Updated at 2016-01-07 20:18

Auto scaling groups (ASG) help you to manage clusters of indentical instances. You can set it to automatically increase the number of servers based on your application load and replaces unhealthy instances.

  • Auto scaling group that maintains the instances and their number.
  • Launch configuration that specifies what kind of instances to use and how they are started.

Auto scaling group is a regional construct. A single auto scaling group can have instances in multiple availability zones.

Three ways to allow public address for a single server setup: Only the ELB approach works if you have more than one instance in group.

  • Allocate Elastic IP that you associate with the instance on bootstrap.
  • Maintain a DNS entry linking to the current IP address of the instance.
  • Add an Elastic Load Balancer to the auto scaling group.

Scale up faster than scale down. This protects you from fluctuation in desired instances, which will save you money. For example, scale up every 5 min and scale down every 10 min.

Most important configurations of a auto scaling group are:

  • Launch Configuration: template for the started instances. Image to be used, instance type, key pair, security group etc.
  • Health Check Strategy: how do we determine that an instance is healthy?
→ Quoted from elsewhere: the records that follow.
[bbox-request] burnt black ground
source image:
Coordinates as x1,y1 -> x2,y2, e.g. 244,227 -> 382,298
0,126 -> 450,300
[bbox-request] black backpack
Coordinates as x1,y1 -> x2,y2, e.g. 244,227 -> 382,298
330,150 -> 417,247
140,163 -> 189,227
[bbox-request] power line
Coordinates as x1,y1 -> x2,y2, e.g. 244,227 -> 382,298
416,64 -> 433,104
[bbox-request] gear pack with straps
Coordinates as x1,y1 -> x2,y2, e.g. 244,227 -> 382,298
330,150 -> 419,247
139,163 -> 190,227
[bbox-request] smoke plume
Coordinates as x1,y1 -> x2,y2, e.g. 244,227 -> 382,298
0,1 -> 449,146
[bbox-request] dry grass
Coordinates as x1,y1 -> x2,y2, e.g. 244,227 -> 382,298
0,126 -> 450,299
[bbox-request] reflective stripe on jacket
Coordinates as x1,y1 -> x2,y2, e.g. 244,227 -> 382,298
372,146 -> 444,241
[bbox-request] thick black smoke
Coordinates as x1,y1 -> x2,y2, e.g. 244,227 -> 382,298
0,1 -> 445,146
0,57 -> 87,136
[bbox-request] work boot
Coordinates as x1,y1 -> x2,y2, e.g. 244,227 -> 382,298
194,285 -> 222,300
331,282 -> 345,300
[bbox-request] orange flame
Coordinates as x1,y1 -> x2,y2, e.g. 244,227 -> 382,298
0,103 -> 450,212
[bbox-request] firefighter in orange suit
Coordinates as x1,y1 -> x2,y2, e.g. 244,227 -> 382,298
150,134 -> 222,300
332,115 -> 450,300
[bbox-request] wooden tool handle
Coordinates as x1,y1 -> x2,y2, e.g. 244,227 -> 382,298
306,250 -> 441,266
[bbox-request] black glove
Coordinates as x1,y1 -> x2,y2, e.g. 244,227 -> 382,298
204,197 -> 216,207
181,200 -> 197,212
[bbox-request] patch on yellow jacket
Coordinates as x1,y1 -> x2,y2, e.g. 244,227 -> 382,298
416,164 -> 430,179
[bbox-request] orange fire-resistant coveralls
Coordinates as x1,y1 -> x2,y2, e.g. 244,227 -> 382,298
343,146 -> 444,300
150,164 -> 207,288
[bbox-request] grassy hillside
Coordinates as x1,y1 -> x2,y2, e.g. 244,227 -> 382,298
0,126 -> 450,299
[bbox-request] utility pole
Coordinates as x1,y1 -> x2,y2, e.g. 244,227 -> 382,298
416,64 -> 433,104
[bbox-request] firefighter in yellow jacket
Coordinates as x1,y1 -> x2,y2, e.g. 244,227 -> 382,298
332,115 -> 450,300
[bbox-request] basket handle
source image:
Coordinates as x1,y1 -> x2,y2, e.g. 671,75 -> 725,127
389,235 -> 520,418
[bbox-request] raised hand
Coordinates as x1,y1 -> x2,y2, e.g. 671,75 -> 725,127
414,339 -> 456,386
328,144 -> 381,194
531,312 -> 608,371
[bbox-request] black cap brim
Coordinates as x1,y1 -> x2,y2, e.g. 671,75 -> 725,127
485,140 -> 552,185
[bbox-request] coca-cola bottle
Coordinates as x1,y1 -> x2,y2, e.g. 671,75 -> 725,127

Is it enough that instance is just running or does it need to respond something when /health is called over HTTPS?
  • Minimum Size: minimum number of healthy instances that needs to be running.
  • Maximum Size: maximum number of healthy instances that needs to be running.
  • Desired Capacity: how many instances do we want to be running right now?
  • Instance Count: how many instances are we currently running?
  • Scaling Plan: specifies do you scale manually, on schedule or based on policies.
  • Scaling Policies: a rule that says that "when alert X happens change desired count by Y". One auto scaling group usually has multiple policies e.g. for adding and removing instances.
  • Alerts: CloudWatch alerts, these are fires when monitoring detects a specific event or pattern.

Define your auto scaling groups as CloudFormation templates. A lot easier to replicate later.

Queue Based Auto Scaling

This example has multiple problems regarding optimal use of EC2 instance resources so use with care. Might not work well in your use case.

Create scaling policies that tell what to do when a condition triggers. You get auto scaling group name from EC2 > Auto Scaling Groups.

aws autoscaling put-scaling-policy \
    --policy-name WorkerSqsScaleUpPolicy \
    -–auto-scaling-group-name <GROUP_ID> \
    --scaling-adjustment 1 \
    --adjustment-type ChangeInCapacity

aws autoscaling put-scaling-policy \
    --policy-name WorkerSqsZeroPolicy \
    -–auto-scaling-group-name <GROUP_ID> \
    --scaling-adjustment 0 \
    --adjustment-type ExactCapacity

Configure instances to use termination protection through AWS API to postpone termination to happen after it has stopped working.

Create CloudWatch Alarms to act as conditions to trigger the policies.

# Add new instance every minute as long as there is 1 or more messages in queue.
aws cloudwatch put-metric-alarm \
    --alarm-name AddCapacityToProcessQueue \
    --metric-name ApproximateNumberOfMessagesVisible \
    --namespace "AWS/SQS" \
    --statistic Average \
    --period 30 \
    --evaluation-periods 2 \
    --threshold 1 \
    --comparison-operator GreaterThanOrEqualToThreshold \
    --dimensions Name=QueueName,Value=<SQS_QUEUE_NAME> \
    --alarm-actions <SCALE_UP_POLICY_ARN>

# Tell all instances to terminate after no messages in 10 minutes.
aws cloudwatch put-metric-alarm \
    --alarm-name RemoveCapacityFromProcessQueue \
    --metric-name ApproximateNumberOfMessagesVisible \
    --namespace "AWS/SQS"
    --statistic Average \
    --period 300 \
    --evaluation-periods 2 \
    --threshold 0 \
    --comparison-operator LessThanOrEqualToThreshold \
    --dimensions Name=QueueName,Value=<SQS_QUEUE_NAME>
    --alarm-actions <SCALE_ZERO_POLICY_ARN>
# Verify that the alarms are in place.
aws cloudwatch describe-alarms \
    --alarm-names AddCapacityToProcessQueue RemoveCapacityFromProcessQueue

# Verify that the policies are in place.
aws autoscaling describe-policies \
    --auto-scaling-group-name <GROUP_OD>

# Create a few messages into the queue and see if it works.